The Emboliner catheter device seeks to address that by using a cylindrical mesh filter that covers the entire aortic arch. It also features an expanding access port that allows the TAVR device and other equipment used during the procedure to pass through without compromising the effectiveness of the filter. “The filter looks almost like a butterfly net,” says Dr. Nazif. “It is designed to spread and fill up the entire aorta. By offering such comprehensive coverage, our hope is that this will more effectively reduce not just strokes but also other complications like kidney injury after TAVR.”

The Protect the Head to Head trial will compare the safety and effectiveness of the Emboliner device with the Sentinel device to determine if the newer design can reduce adverse cardiac and cerebrovascular events and capture additional embolic debris. 

Dr. Nazif sees the Emboliner approach as a big step forward for improved outcomes for transcatheter procedures. "This potentially represents a major advance in embolic protection by providing full brain and body protection, leaving no major artery to the brain, kidneys, or lower body unprotected,” he says. “We look forward to the results of this pivotal randomized trial as we seek to bring this exciting new technology to our patients."

Columbia and TAVR

TAVR has been transformational for treating patients with aortic valve disease. By accessing the heart through large blood vessels in the groin instead of a large incision in the chest, it offers patients a number of benefits over traditional surgery, including shorter hospital stays, less pain, faster recovery times, and reduced risk of complications.
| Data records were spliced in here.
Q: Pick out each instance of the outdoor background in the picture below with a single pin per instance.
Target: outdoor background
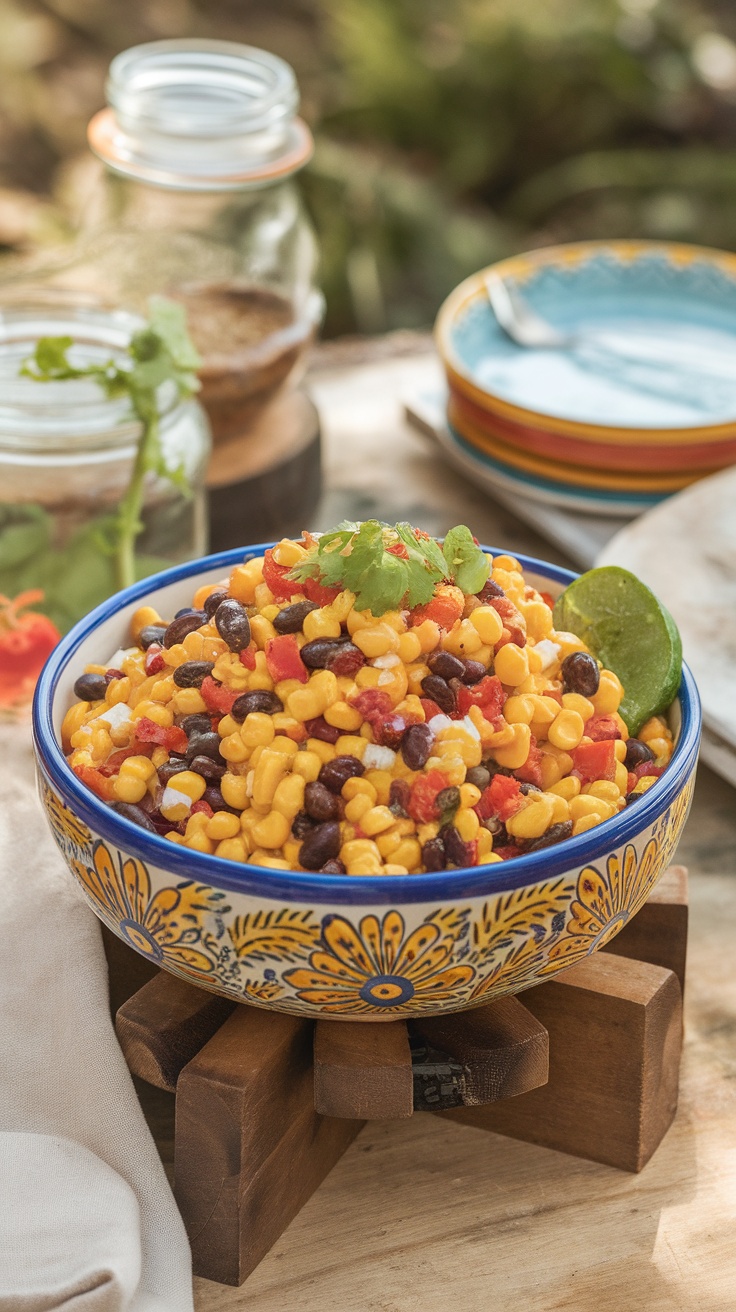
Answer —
(449, 133)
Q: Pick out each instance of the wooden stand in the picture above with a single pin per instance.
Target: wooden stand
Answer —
(266, 1104)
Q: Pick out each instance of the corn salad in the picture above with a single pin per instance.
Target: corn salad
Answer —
(277, 723)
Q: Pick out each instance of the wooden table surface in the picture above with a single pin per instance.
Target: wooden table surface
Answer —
(423, 1215)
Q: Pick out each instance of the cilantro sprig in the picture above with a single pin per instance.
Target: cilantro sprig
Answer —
(392, 566)
(158, 353)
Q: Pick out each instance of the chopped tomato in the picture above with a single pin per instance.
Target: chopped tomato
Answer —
(95, 781)
(531, 769)
(217, 697)
(593, 761)
(512, 618)
(501, 798)
(445, 608)
(601, 727)
(284, 659)
(248, 656)
(423, 800)
(488, 694)
(172, 738)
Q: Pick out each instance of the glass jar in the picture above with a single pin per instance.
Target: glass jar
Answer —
(66, 461)
(201, 143)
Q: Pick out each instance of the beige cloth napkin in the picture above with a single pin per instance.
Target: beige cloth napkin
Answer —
(87, 1218)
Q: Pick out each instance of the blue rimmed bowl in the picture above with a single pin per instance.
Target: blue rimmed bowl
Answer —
(348, 947)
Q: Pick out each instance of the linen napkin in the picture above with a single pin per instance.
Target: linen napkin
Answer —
(87, 1218)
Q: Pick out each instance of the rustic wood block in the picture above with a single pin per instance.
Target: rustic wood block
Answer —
(362, 1071)
(164, 1025)
(615, 1035)
(659, 932)
(500, 1046)
(249, 1146)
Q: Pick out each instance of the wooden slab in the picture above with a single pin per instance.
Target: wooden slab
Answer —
(501, 1047)
(659, 932)
(362, 1071)
(164, 1025)
(249, 1146)
(615, 1034)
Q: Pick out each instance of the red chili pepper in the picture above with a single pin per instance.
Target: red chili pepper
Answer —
(284, 659)
(217, 697)
(248, 656)
(593, 761)
(25, 642)
(488, 694)
(601, 727)
(423, 800)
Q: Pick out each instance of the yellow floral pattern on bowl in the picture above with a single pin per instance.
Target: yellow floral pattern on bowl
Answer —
(373, 962)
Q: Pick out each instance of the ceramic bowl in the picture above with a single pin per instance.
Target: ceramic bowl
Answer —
(657, 328)
(356, 949)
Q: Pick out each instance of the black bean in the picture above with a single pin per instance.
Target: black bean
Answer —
(399, 797)
(322, 730)
(490, 589)
(198, 723)
(454, 845)
(319, 802)
(448, 799)
(440, 692)
(636, 753)
(184, 625)
(259, 701)
(479, 776)
(333, 867)
(290, 619)
(169, 768)
(336, 773)
(474, 671)
(580, 675)
(319, 652)
(207, 768)
(302, 824)
(151, 634)
(232, 625)
(91, 688)
(204, 744)
(213, 601)
(555, 833)
(193, 673)
(433, 854)
(446, 665)
(135, 814)
(320, 845)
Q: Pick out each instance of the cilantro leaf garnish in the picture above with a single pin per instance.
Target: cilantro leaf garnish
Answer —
(158, 353)
(388, 567)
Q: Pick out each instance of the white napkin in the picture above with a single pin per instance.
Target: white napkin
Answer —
(87, 1216)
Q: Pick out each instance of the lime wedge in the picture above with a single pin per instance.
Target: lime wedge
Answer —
(630, 631)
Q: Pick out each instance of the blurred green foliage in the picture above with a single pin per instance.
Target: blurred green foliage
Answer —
(449, 131)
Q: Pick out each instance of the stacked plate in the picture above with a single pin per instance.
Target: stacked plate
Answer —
(643, 402)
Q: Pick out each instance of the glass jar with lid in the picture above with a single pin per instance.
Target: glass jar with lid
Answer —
(66, 461)
(201, 144)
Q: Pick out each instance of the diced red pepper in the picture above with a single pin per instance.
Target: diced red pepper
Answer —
(423, 800)
(512, 618)
(217, 697)
(601, 727)
(284, 659)
(593, 761)
(248, 656)
(171, 736)
(488, 694)
(97, 782)
(531, 769)
(501, 798)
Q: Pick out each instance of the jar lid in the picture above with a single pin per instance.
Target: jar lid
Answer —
(201, 116)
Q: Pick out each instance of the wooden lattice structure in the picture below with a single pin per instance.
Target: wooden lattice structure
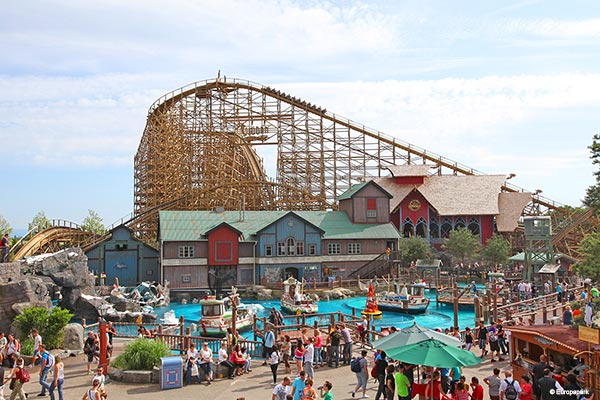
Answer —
(198, 151)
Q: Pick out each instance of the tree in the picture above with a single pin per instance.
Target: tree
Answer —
(4, 226)
(589, 266)
(93, 223)
(39, 222)
(592, 195)
(462, 244)
(496, 250)
(412, 249)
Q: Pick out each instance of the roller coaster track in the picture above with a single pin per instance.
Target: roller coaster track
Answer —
(198, 152)
(59, 235)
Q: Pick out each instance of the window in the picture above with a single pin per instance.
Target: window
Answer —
(371, 208)
(281, 249)
(333, 248)
(186, 252)
(353, 248)
(300, 248)
(291, 246)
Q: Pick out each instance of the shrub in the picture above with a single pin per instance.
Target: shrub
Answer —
(27, 347)
(142, 355)
(50, 324)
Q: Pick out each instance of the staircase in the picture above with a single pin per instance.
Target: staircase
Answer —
(380, 265)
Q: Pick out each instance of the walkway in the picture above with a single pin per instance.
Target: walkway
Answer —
(256, 385)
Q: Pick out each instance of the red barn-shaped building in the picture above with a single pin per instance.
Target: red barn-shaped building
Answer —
(430, 206)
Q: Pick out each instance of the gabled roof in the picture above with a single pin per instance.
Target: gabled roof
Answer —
(192, 225)
(410, 170)
(226, 224)
(452, 195)
(358, 187)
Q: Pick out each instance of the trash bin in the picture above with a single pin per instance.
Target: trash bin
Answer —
(171, 372)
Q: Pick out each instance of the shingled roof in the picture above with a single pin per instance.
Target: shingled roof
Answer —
(452, 195)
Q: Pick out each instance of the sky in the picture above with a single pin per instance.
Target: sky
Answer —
(501, 86)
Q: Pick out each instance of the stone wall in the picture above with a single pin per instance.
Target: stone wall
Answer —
(10, 272)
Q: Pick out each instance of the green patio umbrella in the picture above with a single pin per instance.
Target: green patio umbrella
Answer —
(434, 353)
(410, 335)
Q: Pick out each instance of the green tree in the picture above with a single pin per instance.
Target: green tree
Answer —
(589, 266)
(496, 250)
(592, 195)
(93, 223)
(39, 222)
(461, 244)
(412, 249)
(50, 324)
(4, 226)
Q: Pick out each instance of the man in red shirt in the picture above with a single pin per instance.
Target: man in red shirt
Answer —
(477, 393)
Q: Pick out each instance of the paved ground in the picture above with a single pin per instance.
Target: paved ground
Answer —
(256, 385)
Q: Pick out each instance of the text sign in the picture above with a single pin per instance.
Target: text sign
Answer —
(590, 335)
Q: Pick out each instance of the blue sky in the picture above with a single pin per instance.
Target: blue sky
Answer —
(503, 87)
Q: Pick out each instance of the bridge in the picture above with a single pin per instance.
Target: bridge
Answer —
(199, 150)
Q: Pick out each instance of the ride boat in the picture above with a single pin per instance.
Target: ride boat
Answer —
(217, 315)
(414, 302)
(294, 300)
(371, 309)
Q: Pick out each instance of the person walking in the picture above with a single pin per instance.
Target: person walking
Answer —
(298, 386)
(274, 363)
(280, 391)
(362, 376)
(509, 388)
(93, 393)
(493, 382)
(325, 391)
(309, 354)
(402, 384)
(59, 378)
(380, 371)
(347, 352)
(17, 374)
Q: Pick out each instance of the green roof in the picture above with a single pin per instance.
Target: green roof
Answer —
(192, 225)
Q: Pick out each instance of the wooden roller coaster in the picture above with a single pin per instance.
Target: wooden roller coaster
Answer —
(198, 151)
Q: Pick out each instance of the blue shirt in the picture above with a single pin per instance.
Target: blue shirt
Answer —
(299, 386)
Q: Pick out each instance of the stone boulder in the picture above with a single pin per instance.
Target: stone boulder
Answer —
(73, 337)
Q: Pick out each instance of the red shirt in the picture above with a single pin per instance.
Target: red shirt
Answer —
(477, 393)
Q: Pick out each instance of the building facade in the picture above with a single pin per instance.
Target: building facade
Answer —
(212, 249)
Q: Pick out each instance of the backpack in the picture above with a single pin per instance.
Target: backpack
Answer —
(355, 365)
(24, 376)
(510, 393)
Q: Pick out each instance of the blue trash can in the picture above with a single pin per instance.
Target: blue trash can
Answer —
(171, 372)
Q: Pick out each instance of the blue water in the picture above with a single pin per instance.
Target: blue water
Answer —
(435, 317)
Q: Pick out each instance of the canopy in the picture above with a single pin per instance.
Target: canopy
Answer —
(410, 335)
(433, 353)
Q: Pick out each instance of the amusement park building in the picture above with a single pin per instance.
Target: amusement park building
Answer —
(210, 249)
(430, 206)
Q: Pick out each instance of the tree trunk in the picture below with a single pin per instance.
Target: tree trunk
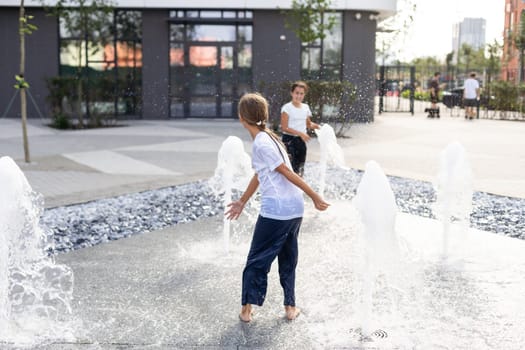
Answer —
(23, 100)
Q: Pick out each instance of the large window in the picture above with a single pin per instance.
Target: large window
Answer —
(108, 61)
(322, 59)
(210, 62)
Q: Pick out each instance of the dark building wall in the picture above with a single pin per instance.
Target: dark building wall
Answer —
(359, 62)
(274, 59)
(41, 59)
(155, 64)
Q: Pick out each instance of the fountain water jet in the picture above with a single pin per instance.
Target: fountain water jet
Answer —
(233, 172)
(330, 152)
(377, 209)
(35, 293)
(453, 191)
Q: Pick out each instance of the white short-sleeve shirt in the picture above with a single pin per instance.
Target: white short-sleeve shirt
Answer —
(470, 87)
(280, 199)
(297, 115)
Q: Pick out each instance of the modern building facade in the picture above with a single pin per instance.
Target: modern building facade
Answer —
(470, 31)
(179, 59)
(511, 61)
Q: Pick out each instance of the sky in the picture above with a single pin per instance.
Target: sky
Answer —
(431, 31)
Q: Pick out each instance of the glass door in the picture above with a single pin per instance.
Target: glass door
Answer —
(210, 65)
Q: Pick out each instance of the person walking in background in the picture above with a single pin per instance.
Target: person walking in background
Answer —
(471, 96)
(295, 122)
(280, 217)
(433, 111)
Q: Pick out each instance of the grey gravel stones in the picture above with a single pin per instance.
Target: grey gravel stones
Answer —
(87, 224)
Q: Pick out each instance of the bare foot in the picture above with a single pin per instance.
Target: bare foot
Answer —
(246, 313)
(292, 312)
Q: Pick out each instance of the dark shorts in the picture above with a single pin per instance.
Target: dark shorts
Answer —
(470, 102)
(296, 148)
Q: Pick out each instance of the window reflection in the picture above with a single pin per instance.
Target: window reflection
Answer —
(203, 56)
(212, 32)
(323, 58)
(217, 69)
(109, 62)
(177, 54)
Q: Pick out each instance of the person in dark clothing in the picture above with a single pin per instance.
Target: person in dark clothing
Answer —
(433, 111)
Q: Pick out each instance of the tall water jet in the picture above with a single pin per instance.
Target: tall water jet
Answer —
(377, 209)
(454, 191)
(233, 171)
(35, 293)
(331, 152)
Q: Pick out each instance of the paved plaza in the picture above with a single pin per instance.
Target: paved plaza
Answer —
(175, 288)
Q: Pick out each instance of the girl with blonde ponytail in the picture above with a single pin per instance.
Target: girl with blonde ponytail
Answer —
(282, 207)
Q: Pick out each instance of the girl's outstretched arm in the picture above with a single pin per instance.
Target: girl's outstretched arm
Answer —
(298, 181)
(236, 207)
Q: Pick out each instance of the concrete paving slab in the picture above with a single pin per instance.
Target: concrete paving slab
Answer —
(110, 162)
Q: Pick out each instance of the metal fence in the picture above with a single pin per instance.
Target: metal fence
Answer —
(395, 88)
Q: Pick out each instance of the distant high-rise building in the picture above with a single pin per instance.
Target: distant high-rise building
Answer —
(470, 31)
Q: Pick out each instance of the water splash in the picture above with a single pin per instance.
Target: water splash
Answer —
(35, 293)
(331, 153)
(377, 209)
(233, 172)
(453, 191)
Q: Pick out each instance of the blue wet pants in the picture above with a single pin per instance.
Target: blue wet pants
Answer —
(271, 238)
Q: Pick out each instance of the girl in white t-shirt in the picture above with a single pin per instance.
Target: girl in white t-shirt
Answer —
(295, 120)
(280, 217)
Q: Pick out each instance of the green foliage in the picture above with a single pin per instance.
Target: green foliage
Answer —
(308, 21)
(507, 96)
(330, 101)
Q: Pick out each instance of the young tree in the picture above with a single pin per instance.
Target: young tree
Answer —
(24, 28)
(89, 21)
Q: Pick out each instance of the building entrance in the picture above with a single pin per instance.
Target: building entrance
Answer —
(210, 67)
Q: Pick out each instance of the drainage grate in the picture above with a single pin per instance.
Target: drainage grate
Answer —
(379, 334)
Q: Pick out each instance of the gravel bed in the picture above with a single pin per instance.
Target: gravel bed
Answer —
(88, 224)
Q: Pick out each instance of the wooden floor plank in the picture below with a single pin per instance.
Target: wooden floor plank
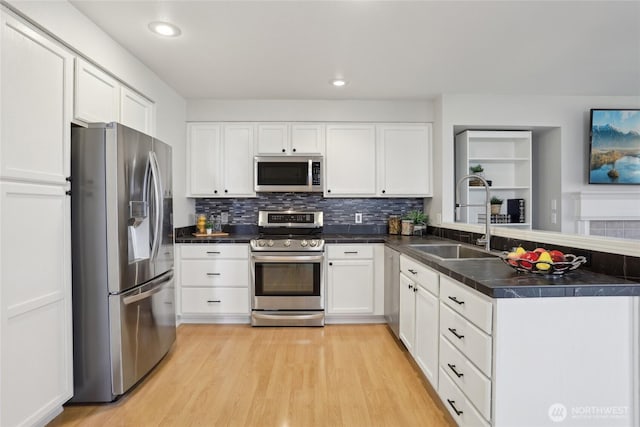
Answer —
(236, 375)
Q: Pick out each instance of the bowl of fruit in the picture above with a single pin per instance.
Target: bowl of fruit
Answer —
(542, 261)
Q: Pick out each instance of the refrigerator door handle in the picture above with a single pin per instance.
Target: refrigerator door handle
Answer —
(158, 193)
(158, 285)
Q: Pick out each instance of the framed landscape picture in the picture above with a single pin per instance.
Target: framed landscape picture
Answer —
(615, 146)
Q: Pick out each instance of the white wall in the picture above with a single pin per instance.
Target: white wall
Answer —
(199, 110)
(569, 113)
(67, 24)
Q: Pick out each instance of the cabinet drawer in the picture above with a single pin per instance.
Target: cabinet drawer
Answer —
(471, 341)
(462, 411)
(226, 272)
(349, 251)
(215, 301)
(417, 272)
(476, 387)
(467, 303)
(240, 251)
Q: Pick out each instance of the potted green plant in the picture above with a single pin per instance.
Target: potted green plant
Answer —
(496, 205)
(476, 170)
(414, 220)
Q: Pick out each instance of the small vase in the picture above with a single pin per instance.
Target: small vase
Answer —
(407, 227)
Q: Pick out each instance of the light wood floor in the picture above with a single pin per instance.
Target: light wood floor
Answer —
(236, 375)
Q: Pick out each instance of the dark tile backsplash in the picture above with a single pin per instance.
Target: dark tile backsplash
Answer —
(336, 211)
(621, 266)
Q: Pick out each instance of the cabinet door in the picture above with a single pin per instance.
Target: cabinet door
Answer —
(350, 161)
(404, 160)
(35, 322)
(350, 287)
(307, 138)
(237, 160)
(407, 312)
(204, 146)
(273, 138)
(97, 95)
(426, 334)
(35, 106)
(136, 111)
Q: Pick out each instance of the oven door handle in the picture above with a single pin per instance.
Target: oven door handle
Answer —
(285, 258)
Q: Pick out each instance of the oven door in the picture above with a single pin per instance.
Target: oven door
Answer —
(287, 281)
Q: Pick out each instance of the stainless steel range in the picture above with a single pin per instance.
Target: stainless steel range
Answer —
(287, 263)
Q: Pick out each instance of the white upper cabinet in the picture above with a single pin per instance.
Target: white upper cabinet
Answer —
(37, 79)
(350, 161)
(97, 94)
(290, 139)
(220, 160)
(136, 111)
(404, 160)
(101, 98)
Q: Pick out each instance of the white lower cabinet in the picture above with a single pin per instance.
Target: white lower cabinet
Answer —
(355, 280)
(419, 315)
(214, 282)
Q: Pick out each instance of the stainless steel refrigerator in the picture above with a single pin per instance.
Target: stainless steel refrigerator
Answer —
(122, 247)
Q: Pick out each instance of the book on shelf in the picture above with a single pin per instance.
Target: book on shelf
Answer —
(516, 208)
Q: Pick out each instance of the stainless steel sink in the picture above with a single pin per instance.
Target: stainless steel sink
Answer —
(451, 252)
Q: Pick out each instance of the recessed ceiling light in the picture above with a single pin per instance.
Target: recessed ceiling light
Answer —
(165, 29)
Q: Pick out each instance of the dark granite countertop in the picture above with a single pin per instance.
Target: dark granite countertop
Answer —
(489, 276)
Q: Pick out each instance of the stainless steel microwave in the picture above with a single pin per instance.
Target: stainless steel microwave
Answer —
(288, 174)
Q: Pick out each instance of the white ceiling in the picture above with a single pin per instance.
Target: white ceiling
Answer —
(384, 49)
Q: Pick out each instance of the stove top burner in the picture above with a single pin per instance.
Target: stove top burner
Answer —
(289, 231)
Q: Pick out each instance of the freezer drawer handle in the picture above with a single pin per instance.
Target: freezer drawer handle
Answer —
(453, 368)
(453, 406)
(455, 332)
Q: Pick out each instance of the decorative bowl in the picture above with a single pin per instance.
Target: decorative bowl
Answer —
(570, 263)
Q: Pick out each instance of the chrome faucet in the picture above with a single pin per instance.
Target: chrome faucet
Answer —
(486, 239)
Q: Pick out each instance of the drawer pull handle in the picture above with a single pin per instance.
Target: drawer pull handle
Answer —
(456, 300)
(453, 368)
(454, 332)
(453, 406)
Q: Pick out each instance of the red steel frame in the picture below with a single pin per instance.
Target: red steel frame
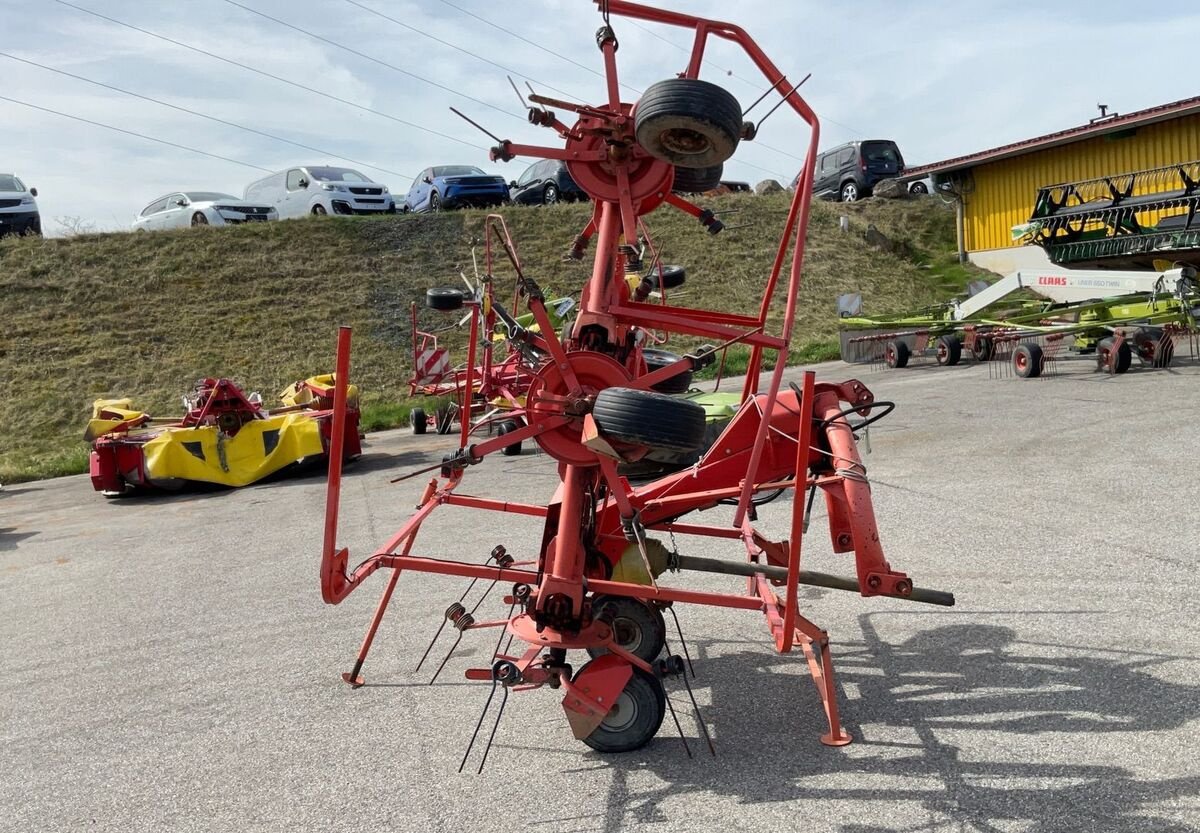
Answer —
(797, 438)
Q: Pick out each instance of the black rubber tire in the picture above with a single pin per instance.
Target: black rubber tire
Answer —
(1164, 353)
(895, 354)
(639, 628)
(1027, 360)
(444, 299)
(649, 418)
(443, 419)
(504, 427)
(688, 123)
(949, 351)
(672, 277)
(695, 180)
(984, 348)
(419, 420)
(634, 719)
(1121, 361)
(657, 359)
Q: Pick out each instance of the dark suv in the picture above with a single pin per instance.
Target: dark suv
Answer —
(544, 184)
(850, 172)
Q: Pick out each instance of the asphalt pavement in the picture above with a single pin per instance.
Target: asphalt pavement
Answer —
(168, 663)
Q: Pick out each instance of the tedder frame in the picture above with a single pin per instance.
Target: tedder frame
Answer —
(591, 407)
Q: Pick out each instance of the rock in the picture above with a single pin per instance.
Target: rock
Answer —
(891, 189)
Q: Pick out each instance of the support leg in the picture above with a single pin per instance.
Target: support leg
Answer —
(354, 678)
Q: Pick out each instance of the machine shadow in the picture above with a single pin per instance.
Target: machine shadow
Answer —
(966, 677)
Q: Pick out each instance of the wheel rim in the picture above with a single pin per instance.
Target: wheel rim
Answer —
(623, 713)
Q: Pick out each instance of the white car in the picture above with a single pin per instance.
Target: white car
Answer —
(201, 208)
(321, 190)
(18, 209)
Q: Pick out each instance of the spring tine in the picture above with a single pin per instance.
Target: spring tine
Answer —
(478, 725)
(447, 658)
(441, 627)
(497, 652)
(683, 642)
(700, 718)
(491, 737)
(678, 726)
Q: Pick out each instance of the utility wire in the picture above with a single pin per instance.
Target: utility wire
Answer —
(373, 60)
(203, 115)
(268, 75)
(141, 136)
(455, 46)
(526, 40)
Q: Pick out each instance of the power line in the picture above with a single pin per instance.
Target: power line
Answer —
(268, 75)
(526, 40)
(203, 115)
(141, 136)
(455, 46)
(373, 60)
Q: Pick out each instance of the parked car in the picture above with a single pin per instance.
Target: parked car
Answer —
(201, 208)
(850, 172)
(454, 186)
(18, 209)
(544, 184)
(321, 190)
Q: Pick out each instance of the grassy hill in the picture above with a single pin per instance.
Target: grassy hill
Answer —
(147, 315)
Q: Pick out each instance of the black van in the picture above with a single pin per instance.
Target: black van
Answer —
(850, 172)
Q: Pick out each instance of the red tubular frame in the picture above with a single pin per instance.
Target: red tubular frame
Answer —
(775, 441)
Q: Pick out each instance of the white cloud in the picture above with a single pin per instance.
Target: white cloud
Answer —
(942, 78)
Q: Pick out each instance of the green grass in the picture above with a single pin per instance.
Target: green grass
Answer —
(147, 315)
Columbia has played an important role in establishing TAVR as a viable alternative to open-heart surgery, having led the landmark Placement of AoRTic TraNscathetER Valve (PARTNER) trial in the early 2000s and the subsequent PARTNER 2 and PARTNER 3 trials. And by working to reduce risks even more through devices like the Emboliner, Columbia is helping move TAVR even further toward providing better outcomes for patients with aortic stenosis. 

“From both the patient and physician perspective, stroke, although infrequent, remains one of the most feared and potentially devastating complications of heart valve replacement,” says Dr. Nazif. “Anything we can do to reduce that rate and improve the safety of our patients is important, so I'm tremendously excited to be able to help lead this study and continue Columbia's legacy of leading innovation in this field.”